パティ・スミス/ロックンロール・ニガー(1978)

Easter

【NYパンクの快楽】
Patti Smith – Rock N Roll Nigger

パティ・スミスの3rdアルバム『イースター(Easter)』収録曲。
英語圏の地域では禁止用語の代表格のひとつで、黒人に対する差別的なワード「Nigger」を連呼する激烈な曲だ。

あの子は黒い羊
あの子は娼婦
あの子はロックンロール・ニガー

ジミ・ヘンドリクスもニガーだった
キリストもおばあちゃんも
ジャクソン・ポロックもニガーだった
ニガー、ニガー、ニガー、ニガー

この社会の外側で
彼らは私を待っている

(written by Patti Smith)

パティ・スミスは「ニガー」という言葉を、常識を超える突然変異的な超人であり、社会においては異端であり、しかし圧倒的にパワフルで強い存在として再定義して使用しているらしい。

ちなみに「ジャクソン・ポロック」は20世紀前半にニューヨークで活動した、キャンバスを床に置いて絵の具をブワーッとたらして絵を描いた超有名な前衛画家である。
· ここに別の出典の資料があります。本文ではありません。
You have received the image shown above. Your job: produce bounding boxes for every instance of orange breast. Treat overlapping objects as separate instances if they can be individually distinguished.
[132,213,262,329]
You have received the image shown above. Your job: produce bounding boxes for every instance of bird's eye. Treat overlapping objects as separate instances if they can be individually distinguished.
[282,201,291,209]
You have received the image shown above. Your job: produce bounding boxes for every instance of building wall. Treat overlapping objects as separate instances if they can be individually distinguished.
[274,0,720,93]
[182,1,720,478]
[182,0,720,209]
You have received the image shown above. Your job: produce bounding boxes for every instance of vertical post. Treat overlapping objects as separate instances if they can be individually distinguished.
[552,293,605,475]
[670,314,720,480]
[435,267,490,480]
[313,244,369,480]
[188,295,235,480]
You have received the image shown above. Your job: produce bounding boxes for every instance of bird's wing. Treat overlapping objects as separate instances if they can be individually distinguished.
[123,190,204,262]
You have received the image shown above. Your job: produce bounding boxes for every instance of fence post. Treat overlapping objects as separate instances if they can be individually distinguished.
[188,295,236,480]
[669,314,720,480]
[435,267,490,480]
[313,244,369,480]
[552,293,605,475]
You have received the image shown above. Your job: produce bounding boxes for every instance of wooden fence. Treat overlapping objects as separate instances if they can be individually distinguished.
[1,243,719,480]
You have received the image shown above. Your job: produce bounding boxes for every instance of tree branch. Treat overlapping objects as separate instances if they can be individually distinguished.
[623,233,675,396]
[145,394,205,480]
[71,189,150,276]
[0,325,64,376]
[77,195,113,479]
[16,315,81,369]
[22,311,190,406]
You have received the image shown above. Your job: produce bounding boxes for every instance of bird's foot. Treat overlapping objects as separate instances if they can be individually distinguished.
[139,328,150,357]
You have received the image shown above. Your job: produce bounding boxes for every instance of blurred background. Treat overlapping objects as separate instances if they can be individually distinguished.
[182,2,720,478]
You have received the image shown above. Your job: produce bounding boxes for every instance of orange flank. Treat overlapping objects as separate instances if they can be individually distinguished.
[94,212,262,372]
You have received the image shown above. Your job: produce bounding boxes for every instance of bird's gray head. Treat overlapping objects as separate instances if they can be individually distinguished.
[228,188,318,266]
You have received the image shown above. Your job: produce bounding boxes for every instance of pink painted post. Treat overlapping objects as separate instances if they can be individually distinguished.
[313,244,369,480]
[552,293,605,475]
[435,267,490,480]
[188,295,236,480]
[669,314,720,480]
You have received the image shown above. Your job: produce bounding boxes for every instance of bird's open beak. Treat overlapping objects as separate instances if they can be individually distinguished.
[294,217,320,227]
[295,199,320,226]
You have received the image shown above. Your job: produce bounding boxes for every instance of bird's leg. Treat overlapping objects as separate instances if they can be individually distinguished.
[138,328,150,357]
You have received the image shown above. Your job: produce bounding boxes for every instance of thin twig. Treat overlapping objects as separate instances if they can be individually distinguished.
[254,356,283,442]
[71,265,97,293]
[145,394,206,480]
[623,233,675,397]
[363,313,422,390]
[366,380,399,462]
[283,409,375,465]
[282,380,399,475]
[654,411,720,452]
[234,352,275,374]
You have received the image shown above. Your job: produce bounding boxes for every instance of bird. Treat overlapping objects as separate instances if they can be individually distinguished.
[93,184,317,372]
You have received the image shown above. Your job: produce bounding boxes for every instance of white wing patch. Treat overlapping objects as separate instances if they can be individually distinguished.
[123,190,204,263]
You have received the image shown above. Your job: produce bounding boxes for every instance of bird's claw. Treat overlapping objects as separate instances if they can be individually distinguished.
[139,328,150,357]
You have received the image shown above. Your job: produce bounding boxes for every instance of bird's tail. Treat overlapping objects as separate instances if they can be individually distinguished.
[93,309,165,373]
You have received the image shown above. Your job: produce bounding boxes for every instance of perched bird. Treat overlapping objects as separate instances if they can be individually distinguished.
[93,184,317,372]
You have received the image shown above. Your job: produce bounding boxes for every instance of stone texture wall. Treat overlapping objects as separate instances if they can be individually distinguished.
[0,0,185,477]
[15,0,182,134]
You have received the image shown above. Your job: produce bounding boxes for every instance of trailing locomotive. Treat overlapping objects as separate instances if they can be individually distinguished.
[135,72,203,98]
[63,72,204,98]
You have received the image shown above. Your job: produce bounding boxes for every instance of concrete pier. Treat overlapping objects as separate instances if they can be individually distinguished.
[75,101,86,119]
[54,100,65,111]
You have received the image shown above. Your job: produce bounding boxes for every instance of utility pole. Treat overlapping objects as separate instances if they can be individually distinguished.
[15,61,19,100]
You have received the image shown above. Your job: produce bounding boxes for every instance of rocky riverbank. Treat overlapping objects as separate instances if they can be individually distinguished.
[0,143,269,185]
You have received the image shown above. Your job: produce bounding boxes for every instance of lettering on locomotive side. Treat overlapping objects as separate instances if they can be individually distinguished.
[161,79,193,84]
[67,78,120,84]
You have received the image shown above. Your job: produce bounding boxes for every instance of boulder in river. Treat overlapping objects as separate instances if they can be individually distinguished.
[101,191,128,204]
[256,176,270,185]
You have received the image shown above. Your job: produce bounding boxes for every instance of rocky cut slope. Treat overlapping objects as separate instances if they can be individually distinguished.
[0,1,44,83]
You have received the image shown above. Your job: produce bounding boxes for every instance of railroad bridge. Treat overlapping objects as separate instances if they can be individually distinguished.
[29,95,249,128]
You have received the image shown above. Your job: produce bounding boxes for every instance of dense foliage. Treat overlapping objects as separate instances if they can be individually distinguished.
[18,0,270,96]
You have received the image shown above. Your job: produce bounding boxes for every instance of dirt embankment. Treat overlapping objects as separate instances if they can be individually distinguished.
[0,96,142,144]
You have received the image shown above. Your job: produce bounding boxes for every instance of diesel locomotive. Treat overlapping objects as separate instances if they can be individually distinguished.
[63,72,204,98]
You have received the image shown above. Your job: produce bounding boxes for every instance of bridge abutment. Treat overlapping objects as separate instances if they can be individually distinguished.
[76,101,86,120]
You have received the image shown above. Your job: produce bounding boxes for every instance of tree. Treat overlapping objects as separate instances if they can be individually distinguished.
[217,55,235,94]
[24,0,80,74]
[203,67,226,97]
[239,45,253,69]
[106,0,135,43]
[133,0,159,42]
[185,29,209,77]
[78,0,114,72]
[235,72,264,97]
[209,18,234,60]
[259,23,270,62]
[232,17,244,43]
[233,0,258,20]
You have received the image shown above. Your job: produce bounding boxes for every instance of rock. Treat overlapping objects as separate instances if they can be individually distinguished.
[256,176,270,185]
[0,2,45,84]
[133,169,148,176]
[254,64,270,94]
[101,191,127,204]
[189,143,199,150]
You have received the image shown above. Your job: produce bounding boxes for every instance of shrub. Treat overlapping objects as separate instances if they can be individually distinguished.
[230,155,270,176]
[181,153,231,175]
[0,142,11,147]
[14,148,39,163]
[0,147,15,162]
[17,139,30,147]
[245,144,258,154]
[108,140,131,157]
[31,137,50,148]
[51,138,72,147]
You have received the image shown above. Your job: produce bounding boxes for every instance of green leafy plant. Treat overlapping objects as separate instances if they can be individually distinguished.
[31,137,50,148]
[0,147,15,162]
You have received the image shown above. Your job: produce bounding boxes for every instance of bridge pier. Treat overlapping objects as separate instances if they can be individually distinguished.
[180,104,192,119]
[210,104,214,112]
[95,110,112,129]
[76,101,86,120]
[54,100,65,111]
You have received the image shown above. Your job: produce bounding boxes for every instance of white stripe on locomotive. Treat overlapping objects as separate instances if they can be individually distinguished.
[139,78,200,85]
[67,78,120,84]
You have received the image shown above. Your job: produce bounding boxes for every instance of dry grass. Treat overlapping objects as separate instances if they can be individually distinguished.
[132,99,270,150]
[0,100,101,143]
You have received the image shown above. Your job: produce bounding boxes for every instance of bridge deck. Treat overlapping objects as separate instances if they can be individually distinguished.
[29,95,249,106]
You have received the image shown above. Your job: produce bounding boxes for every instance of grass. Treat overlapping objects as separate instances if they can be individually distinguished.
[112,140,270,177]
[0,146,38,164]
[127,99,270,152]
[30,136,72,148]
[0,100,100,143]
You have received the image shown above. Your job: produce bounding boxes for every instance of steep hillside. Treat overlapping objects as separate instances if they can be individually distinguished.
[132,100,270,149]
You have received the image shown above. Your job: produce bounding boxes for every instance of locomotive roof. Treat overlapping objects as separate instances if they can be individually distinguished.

「おばあちゃん(Grandma)」というのはキリストのおばあちゃん、聖アンナのことなのか、もしくはパティ・スミスのおばあちゃんのことなのか。

また彼女は、子供の頃から出身地のシカゴで黒人と一緒に育った自分には「Nigger」という言葉には差別的な意味がまったくなく日常的にリスペクトを込めて使っていた言葉だ、と語っている。そして「ユーモアであることも理解してほしい」とも語っている。
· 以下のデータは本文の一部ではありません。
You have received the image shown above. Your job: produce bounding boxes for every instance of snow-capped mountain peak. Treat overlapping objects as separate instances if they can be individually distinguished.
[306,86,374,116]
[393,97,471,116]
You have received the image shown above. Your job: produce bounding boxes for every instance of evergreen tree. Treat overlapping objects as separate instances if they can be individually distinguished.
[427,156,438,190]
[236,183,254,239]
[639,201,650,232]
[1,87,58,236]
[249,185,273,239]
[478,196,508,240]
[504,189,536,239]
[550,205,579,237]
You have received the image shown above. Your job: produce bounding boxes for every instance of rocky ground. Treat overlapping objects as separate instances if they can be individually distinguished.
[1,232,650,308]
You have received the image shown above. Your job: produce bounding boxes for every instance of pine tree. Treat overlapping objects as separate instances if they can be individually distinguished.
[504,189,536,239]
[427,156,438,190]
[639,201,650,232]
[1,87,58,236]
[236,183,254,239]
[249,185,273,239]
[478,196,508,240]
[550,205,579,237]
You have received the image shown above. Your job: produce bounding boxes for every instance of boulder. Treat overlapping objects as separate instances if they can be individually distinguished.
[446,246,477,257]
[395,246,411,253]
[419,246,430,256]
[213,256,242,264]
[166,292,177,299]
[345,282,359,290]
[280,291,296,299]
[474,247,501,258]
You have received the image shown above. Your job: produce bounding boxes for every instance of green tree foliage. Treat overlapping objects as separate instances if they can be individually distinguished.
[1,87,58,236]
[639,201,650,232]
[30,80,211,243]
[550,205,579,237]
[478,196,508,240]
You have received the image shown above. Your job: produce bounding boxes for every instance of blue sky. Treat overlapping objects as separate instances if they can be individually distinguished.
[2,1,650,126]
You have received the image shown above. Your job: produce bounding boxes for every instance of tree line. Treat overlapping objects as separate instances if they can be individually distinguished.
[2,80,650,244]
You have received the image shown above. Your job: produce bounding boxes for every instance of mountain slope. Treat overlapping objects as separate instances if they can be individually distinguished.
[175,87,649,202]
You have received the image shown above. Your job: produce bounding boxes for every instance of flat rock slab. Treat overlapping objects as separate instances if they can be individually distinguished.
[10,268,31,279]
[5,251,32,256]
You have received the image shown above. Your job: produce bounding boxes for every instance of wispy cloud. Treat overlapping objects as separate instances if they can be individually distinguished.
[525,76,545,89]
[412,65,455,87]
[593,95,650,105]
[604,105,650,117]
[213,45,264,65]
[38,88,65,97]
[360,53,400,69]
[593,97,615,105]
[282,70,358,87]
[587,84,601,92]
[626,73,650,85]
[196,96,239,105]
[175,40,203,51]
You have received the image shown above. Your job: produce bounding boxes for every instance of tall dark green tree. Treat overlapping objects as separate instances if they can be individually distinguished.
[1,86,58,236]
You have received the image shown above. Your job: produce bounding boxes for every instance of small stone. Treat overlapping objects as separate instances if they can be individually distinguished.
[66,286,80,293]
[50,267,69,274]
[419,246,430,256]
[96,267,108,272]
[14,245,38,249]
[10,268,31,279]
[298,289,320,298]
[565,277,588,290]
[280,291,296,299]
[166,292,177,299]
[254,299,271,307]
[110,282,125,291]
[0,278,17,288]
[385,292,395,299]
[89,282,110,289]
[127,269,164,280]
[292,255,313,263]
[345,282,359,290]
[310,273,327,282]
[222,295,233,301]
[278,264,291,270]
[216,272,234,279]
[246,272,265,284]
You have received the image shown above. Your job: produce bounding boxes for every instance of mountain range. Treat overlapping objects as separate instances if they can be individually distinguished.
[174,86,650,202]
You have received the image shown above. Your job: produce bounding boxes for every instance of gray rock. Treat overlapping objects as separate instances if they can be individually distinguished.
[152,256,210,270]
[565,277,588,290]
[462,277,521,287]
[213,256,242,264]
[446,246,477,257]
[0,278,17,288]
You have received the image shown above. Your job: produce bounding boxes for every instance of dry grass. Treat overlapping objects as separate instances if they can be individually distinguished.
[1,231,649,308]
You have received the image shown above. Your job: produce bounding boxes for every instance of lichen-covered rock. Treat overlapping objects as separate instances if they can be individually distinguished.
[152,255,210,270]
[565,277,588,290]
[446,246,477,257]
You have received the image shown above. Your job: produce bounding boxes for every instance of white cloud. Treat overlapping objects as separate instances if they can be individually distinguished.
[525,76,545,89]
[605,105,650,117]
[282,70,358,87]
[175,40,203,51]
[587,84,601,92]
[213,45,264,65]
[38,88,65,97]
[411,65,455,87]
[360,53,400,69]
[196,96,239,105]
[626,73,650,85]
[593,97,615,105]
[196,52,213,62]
わたしは、パンクの女王の面目躍如と言えるこの痛快な曲が大好きだ。

そもそもこんな歌を歌っても許されるのはロック界広しと言えども、パティ・スミスぐらいしかいないだろう。
それは彼女の、言葉に対する深い洞察と知性、理不尽な差別に対する憎悪、多様性への理解、そしてユーモアの尊さを誰もがわかっているからだろう。